There’s tremendous comfort in having people around who agree with your beliefs and ideas. Constant struggle can be tiring, especially as I get older. So I get where Shore is coming from. Still, I don’t want to be someone that only surrounds themselves with like minded people at work, at leisure and at home.  Diversity of opinion does make my life richer. I know it’s important to continue to engage with those who may disagree with me so we can understand each other better. I just need a break now and then!

And that break can come with the other half of that statement. Laughing is awesome! I so value the people who provoke giggles. Silly jokes, physical comedy, bad puns – they all make me laugh! The more you laugh, the better you feel and the happier you are. I recently wrote another post about laughter because the older I get, the more I believe in the power of laughter. It can save you. It definitely saves me.


There’s No Such Thing as Too Much Laughter

My ideal workplace includes laughter. Lots of laughter! Laughter means open heartedness. It means listening. It leads to great release of stress. I really believe that people who laugh a lot are way happier than those who don’t.

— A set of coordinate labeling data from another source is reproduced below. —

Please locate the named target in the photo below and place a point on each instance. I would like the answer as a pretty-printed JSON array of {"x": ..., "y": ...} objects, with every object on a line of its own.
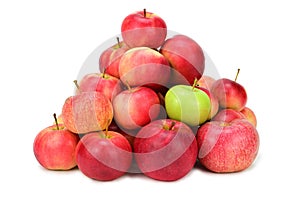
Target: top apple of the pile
[{"x": 144, "y": 29}]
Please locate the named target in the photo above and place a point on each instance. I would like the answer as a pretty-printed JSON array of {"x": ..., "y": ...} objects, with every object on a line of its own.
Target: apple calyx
[
  {"x": 237, "y": 73},
  {"x": 55, "y": 119},
  {"x": 76, "y": 84},
  {"x": 167, "y": 127}
]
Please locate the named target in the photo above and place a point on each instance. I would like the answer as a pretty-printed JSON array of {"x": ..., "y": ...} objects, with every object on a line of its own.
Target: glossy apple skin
[
  {"x": 206, "y": 82},
  {"x": 191, "y": 106},
  {"x": 230, "y": 94},
  {"x": 110, "y": 58},
  {"x": 87, "y": 112},
  {"x": 136, "y": 107},
  {"x": 227, "y": 147},
  {"x": 142, "y": 66},
  {"x": 103, "y": 156},
  {"x": 55, "y": 149},
  {"x": 186, "y": 58},
  {"x": 128, "y": 134},
  {"x": 213, "y": 102},
  {"x": 227, "y": 115},
  {"x": 108, "y": 85},
  {"x": 143, "y": 31},
  {"x": 165, "y": 150},
  {"x": 249, "y": 115}
]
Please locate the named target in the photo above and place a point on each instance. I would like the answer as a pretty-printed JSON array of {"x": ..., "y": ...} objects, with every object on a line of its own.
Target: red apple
[
  {"x": 128, "y": 134},
  {"x": 227, "y": 115},
  {"x": 110, "y": 58},
  {"x": 135, "y": 107},
  {"x": 142, "y": 66},
  {"x": 227, "y": 147},
  {"x": 206, "y": 82},
  {"x": 186, "y": 58},
  {"x": 54, "y": 147},
  {"x": 144, "y": 28},
  {"x": 249, "y": 114},
  {"x": 100, "y": 82},
  {"x": 87, "y": 112},
  {"x": 230, "y": 94},
  {"x": 165, "y": 150},
  {"x": 103, "y": 155}
]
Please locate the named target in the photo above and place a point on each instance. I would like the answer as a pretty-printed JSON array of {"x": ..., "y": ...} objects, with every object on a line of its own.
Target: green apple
[{"x": 187, "y": 104}]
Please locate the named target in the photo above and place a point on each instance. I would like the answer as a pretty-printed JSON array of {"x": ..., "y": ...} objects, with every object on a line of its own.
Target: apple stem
[
  {"x": 128, "y": 86},
  {"x": 237, "y": 74},
  {"x": 76, "y": 84},
  {"x": 55, "y": 119},
  {"x": 166, "y": 127},
  {"x": 194, "y": 84},
  {"x": 103, "y": 74},
  {"x": 106, "y": 128},
  {"x": 172, "y": 125},
  {"x": 118, "y": 40}
]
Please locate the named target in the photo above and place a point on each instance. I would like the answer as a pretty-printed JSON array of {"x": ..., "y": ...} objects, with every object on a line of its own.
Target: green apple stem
[
  {"x": 194, "y": 84},
  {"x": 55, "y": 119},
  {"x": 237, "y": 74}
]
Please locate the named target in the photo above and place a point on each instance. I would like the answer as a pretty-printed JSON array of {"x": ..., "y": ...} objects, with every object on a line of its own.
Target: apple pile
[{"x": 150, "y": 109}]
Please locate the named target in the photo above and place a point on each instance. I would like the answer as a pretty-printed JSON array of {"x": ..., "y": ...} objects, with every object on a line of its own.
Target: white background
[{"x": 43, "y": 45}]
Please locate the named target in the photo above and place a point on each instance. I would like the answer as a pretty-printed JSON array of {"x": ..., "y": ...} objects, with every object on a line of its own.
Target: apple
[
  {"x": 165, "y": 149},
  {"x": 100, "y": 82},
  {"x": 54, "y": 147},
  {"x": 143, "y": 28},
  {"x": 186, "y": 58},
  {"x": 227, "y": 146},
  {"x": 142, "y": 66},
  {"x": 213, "y": 102},
  {"x": 110, "y": 58},
  {"x": 250, "y": 115},
  {"x": 87, "y": 112},
  {"x": 227, "y": 115},
  {"x": 187, "y": 104},
  {"x": 128, "y": 134},
  {"x": 135, "y": 107},
  {"x": 206, "y": 82},
  {"x": 230, "y": 94},
  {"x": 103, "y": 155}
]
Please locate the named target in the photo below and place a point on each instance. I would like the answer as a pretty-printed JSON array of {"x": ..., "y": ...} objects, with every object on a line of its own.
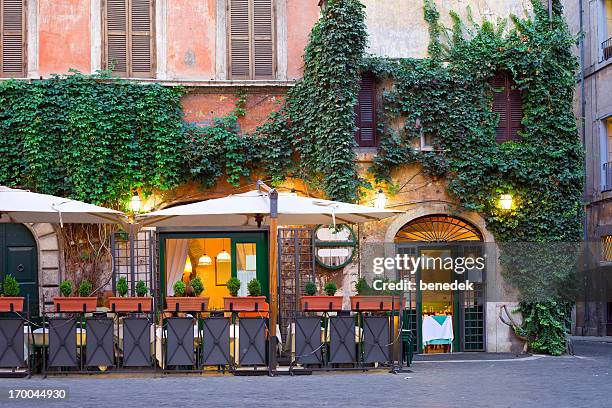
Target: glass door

I’m not talking about cracking jokes or being sarcastic at the expense of others. I mean the ability to laugh whole heartedly. In her book Kidding Around,  Sue Stephenson talks about laughing clubs and how the act of laughing lifts us mentally and physically.

Photo Credit: shutterbugchik via Compfight cc
Photo Credit: shutterbugchik via Compfight cc

There are lots of resources on the web about the power of laughter.  Rob White brings together that thinking in this column from the Huffington Post. For instance, “Nothing is more contagious than uncontrollable laughter” and “learn to laugh at things not usually considered funny, [and] you are able to transcend ideology that stops you from being free”. Powerful.

I’ve mentioned in a previous post that one way I show caring is through laughter. I’m always looking for opportunities to laugh. When I take things too seriously and begin a rant, the only way out is to laugh at myself. When I’m feeling down or blue, I have a little exercise where I get my partner to do her “crazy laugh”. It gets me giggling and then laughing uncontrollably. I feel better, guaranteed. When my niece and I get the giggles, it’s so fun!

I hope that everyone has the opportunity to laugh at home and at work. If you don’t, then make some.